Une rencontre diocésaine d’envergure est annoncée à Lomé pour vendredi 10 avril 2026. Elle intervient dans un contexte marqué par les tractations pour la succession de Mgr Nicodème Barrigah à la tête de l’archidiocèse de Lomé. En toile de fond, des spéculations émergent sur la possible nomination d’un nouvel archevêque.
Dans une lettre adressée aux prêtres, aux personnes consacrées et aux fidèles laïcs du Togo, l’administrateur apostolique de Lomé, Monseigneur Isaac Jogues Kodjo Gagolo, convie toute la communauté diocésaine à une grande rencontre prévue le vendredi 10 avril 2026 à 9h45 à la cathédrale Sacré-Cœur de Jésus de Lomé.
Placée sous le signe de la joie pascale, cette initiative se veut un moment fort de communion ecclésiale et de réflexion spirituelle. Dans son message, Mgr Gaglo inscrit cette rencontre dans la dynamique de la résurrection du Christ, invitant les fidèles à se rassembler dans un esprit d’unité et d’écoute.
« Dans la lumière éclatante du matin de Pâques, l’Église entière chante la victoire du Ressuscité. Dans cette joie, je vous convie à une grande rencontre diocésaine », écrit-il. Il poursuit en soulignant que cette assemblée rassemblera prêtres, consacrés et laïcs « pour un moment de communion et de discernement des appels de l’Esprit pour une Église toujours plus à l’écoute du Ressuscité ».

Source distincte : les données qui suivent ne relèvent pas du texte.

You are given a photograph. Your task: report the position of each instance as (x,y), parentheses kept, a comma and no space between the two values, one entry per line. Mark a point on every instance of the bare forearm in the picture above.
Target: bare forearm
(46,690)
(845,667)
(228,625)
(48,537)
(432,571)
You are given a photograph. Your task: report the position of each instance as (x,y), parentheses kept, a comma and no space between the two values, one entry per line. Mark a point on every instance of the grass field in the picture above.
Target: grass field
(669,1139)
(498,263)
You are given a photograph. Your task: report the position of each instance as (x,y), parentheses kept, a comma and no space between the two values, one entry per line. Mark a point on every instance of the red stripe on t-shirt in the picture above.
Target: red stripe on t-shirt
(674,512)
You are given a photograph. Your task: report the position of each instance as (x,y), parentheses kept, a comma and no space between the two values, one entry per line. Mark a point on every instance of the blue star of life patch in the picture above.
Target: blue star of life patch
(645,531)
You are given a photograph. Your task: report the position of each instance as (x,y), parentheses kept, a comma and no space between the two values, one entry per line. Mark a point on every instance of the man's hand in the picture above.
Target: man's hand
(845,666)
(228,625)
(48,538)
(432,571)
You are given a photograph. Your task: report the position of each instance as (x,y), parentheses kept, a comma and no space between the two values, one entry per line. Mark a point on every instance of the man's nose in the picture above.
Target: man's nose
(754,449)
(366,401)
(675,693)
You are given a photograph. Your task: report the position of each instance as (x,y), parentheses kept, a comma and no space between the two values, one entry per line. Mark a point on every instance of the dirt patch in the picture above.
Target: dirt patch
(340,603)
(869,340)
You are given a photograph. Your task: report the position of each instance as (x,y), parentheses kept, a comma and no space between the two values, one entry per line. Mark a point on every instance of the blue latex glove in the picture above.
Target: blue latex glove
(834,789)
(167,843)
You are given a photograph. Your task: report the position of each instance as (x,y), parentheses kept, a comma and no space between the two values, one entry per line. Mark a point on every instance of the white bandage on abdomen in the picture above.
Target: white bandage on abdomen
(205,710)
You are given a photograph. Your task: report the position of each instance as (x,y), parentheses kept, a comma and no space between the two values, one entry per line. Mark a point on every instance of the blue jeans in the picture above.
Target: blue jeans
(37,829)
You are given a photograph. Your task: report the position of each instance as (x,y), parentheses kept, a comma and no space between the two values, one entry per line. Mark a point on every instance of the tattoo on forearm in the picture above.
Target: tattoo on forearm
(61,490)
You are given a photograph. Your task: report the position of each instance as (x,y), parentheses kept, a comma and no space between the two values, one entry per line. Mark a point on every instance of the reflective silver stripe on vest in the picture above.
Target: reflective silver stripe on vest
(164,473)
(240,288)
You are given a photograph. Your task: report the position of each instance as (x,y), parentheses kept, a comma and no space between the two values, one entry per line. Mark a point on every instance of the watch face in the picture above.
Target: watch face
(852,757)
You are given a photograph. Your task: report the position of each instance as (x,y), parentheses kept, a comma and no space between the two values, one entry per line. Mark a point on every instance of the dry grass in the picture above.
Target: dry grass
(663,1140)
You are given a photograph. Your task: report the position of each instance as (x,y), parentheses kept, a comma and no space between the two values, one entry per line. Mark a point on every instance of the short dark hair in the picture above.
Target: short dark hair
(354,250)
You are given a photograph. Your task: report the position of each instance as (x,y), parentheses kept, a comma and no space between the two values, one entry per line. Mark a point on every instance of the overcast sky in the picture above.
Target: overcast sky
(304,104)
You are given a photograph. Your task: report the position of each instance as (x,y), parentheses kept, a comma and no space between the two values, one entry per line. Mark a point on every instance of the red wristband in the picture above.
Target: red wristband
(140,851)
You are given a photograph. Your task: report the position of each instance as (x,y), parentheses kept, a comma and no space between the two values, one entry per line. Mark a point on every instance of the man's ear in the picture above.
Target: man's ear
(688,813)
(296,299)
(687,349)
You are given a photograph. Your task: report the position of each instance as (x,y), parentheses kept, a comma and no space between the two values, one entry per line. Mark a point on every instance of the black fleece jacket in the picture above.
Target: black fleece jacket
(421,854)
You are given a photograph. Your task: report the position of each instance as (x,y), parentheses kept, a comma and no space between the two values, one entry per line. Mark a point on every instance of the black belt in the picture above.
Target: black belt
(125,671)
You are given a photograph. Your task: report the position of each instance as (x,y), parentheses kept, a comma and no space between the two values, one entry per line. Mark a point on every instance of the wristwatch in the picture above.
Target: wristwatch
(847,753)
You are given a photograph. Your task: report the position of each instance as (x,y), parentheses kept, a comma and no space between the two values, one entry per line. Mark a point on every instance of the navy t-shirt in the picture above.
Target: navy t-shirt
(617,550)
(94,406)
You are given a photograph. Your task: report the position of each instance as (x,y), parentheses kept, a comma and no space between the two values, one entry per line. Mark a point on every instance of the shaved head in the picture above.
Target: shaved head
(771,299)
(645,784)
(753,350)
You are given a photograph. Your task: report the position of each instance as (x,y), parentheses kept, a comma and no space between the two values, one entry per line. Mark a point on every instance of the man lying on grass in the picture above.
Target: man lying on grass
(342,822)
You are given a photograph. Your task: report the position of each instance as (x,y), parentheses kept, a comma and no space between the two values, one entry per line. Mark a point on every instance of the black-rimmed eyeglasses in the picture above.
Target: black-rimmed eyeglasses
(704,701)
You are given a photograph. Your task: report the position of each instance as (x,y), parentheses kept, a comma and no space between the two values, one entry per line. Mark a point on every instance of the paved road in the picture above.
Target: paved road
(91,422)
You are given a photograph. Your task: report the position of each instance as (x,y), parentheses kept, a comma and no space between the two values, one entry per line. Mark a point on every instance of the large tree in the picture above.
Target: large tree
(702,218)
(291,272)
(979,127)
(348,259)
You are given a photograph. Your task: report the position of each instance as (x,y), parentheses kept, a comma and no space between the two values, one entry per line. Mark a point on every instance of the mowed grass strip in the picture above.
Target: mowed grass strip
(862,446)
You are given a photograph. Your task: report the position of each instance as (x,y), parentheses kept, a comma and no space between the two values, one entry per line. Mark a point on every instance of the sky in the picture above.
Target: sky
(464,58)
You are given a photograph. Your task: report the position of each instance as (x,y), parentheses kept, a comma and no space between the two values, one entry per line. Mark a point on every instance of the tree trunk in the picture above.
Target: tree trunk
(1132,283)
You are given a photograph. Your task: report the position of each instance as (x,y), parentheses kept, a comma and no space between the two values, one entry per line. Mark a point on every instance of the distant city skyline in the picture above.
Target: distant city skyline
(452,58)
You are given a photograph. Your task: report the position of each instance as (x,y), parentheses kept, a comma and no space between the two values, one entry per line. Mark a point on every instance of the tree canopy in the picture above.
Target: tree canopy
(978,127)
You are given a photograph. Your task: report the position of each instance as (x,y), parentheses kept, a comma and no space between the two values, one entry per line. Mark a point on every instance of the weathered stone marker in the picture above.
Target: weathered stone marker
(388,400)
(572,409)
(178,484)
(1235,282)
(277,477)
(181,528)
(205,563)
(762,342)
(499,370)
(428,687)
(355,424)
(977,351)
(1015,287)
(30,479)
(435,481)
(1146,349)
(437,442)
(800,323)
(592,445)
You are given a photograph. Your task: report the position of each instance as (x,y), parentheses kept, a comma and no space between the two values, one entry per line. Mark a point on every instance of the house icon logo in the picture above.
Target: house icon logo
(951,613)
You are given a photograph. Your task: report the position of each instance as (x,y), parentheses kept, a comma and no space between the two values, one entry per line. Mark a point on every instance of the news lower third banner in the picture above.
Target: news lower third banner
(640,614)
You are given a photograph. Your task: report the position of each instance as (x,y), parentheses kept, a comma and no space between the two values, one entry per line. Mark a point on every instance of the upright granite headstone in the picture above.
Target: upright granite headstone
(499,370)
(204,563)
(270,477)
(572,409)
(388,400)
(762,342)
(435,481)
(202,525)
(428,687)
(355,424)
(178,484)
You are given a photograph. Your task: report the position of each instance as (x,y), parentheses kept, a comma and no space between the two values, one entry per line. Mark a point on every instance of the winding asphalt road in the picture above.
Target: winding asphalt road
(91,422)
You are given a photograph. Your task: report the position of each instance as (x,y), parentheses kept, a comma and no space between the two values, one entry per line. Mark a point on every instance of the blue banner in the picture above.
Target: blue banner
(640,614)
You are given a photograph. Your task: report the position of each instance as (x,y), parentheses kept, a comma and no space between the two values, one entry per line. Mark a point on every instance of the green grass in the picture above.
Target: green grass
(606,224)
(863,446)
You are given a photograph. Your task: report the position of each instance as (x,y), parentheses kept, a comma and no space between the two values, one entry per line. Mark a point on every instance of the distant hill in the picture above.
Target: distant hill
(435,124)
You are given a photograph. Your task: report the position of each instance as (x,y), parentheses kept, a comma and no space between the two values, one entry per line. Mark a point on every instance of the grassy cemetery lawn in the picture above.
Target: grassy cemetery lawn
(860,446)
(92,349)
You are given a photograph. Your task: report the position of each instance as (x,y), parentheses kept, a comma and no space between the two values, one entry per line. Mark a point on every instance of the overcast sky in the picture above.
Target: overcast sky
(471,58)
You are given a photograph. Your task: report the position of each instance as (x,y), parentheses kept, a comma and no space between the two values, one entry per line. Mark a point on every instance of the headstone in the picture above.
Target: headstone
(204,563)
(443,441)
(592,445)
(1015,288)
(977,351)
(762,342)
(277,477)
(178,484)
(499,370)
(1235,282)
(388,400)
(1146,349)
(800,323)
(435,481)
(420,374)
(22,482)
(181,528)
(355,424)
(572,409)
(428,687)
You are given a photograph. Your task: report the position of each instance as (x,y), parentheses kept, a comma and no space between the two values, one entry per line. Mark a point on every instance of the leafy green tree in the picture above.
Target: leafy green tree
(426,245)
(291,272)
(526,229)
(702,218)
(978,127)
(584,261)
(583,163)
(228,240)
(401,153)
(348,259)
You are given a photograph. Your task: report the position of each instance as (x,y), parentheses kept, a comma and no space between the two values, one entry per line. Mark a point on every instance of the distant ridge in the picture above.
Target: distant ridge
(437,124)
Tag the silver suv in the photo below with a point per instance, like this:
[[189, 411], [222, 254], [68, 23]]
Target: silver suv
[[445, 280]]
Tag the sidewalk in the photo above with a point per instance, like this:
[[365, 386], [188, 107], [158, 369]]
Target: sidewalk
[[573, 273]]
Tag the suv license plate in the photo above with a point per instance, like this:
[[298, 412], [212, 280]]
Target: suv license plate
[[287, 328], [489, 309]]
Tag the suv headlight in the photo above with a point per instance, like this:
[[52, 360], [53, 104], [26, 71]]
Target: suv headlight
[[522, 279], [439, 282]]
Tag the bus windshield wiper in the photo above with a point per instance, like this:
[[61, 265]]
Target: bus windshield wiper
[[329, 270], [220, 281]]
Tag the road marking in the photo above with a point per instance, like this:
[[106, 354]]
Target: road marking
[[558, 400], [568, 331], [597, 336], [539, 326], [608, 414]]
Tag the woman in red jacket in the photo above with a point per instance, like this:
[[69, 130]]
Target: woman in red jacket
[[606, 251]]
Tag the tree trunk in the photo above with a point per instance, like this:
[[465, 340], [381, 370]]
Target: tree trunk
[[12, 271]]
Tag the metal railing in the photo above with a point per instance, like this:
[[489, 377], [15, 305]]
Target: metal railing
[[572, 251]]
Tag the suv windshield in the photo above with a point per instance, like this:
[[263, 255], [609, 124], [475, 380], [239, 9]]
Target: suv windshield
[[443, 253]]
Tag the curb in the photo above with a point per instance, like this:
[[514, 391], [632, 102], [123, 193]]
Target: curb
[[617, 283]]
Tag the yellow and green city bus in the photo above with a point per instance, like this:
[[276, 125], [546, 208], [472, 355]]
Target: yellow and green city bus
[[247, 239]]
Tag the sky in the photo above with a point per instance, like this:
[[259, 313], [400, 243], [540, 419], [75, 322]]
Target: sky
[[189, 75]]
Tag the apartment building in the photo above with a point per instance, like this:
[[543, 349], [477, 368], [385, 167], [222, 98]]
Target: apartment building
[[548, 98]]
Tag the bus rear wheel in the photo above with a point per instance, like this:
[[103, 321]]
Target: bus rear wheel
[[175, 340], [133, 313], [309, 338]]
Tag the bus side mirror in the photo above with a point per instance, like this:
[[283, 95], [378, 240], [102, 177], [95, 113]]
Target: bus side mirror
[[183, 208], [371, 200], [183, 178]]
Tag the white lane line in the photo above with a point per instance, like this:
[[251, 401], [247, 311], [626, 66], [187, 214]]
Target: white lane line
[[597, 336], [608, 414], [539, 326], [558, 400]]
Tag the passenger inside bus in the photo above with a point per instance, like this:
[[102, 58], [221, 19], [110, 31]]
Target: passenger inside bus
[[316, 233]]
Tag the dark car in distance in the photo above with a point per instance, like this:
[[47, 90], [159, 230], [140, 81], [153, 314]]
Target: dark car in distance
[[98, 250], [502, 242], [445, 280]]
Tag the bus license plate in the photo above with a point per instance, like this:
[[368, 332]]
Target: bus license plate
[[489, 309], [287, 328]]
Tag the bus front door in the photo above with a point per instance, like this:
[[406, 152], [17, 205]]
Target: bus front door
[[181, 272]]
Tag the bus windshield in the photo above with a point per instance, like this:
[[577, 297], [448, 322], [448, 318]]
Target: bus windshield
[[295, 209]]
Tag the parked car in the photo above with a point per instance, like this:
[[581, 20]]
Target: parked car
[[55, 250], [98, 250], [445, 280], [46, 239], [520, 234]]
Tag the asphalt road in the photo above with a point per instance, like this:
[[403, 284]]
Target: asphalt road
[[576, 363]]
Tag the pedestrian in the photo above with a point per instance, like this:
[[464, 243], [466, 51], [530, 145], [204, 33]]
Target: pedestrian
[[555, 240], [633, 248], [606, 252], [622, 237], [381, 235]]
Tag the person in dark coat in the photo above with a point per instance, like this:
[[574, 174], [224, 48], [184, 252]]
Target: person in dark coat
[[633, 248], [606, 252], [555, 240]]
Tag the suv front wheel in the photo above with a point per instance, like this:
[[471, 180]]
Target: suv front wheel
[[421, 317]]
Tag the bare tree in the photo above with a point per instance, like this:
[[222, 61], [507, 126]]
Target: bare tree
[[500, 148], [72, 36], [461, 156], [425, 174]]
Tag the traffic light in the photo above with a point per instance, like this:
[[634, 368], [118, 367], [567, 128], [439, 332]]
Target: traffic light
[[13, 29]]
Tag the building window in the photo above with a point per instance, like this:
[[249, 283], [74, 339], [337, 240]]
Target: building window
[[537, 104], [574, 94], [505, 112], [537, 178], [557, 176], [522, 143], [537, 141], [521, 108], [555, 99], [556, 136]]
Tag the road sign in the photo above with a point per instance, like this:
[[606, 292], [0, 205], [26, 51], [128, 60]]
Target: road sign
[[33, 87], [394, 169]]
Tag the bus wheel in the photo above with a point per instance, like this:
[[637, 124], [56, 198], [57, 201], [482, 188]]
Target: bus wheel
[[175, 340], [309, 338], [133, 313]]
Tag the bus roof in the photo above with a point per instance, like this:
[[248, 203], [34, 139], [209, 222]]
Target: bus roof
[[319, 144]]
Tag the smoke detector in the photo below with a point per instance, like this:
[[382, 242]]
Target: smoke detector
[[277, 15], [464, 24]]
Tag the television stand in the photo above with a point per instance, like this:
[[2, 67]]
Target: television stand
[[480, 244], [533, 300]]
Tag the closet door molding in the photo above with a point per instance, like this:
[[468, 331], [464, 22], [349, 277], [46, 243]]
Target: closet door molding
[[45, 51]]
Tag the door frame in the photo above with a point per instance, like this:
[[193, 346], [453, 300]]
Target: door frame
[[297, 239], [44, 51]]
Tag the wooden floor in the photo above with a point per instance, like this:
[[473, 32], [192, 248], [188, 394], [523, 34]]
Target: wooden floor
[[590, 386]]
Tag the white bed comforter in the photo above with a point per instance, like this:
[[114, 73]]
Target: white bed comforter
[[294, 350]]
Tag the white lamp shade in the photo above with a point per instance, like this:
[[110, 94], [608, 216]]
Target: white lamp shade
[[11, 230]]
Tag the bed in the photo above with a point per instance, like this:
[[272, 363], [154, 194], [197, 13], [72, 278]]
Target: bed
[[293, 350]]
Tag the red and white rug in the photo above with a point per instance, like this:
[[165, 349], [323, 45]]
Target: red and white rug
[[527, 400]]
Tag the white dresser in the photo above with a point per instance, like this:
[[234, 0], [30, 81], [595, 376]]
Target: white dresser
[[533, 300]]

Au-delà de la portée spirituelle, cette rencontre apparaît comme une occasion de renforcer les liens au sein de la famille diocésaine, dans un contexte où l’Église locale traverse une période de transition importante. L’appel à « la paix et à la joie de l’Évangile », formulé dans la lettre, résonne ainsi comme une invitation à l’espérance et à la confiance en l’avenir.
Enjeux majeurs pour l’archidiocèse de Lomé
Si la lettre officielle ne précise pas explicitement l’ordre du jour de cette rencontre, plusieurs observateurs estiment qu’elle pourrait revêtir une importance particulière quant à l’avenir de l’archidiocèse de Lomé. En effet, depuis le 4 août 2024, date du décès de Mgr Nicodème Barrigah, l’archevêque métropolitain,, le siège est considéré comme vacant, ouvrant ainsi la voie à une nouvelle nomination.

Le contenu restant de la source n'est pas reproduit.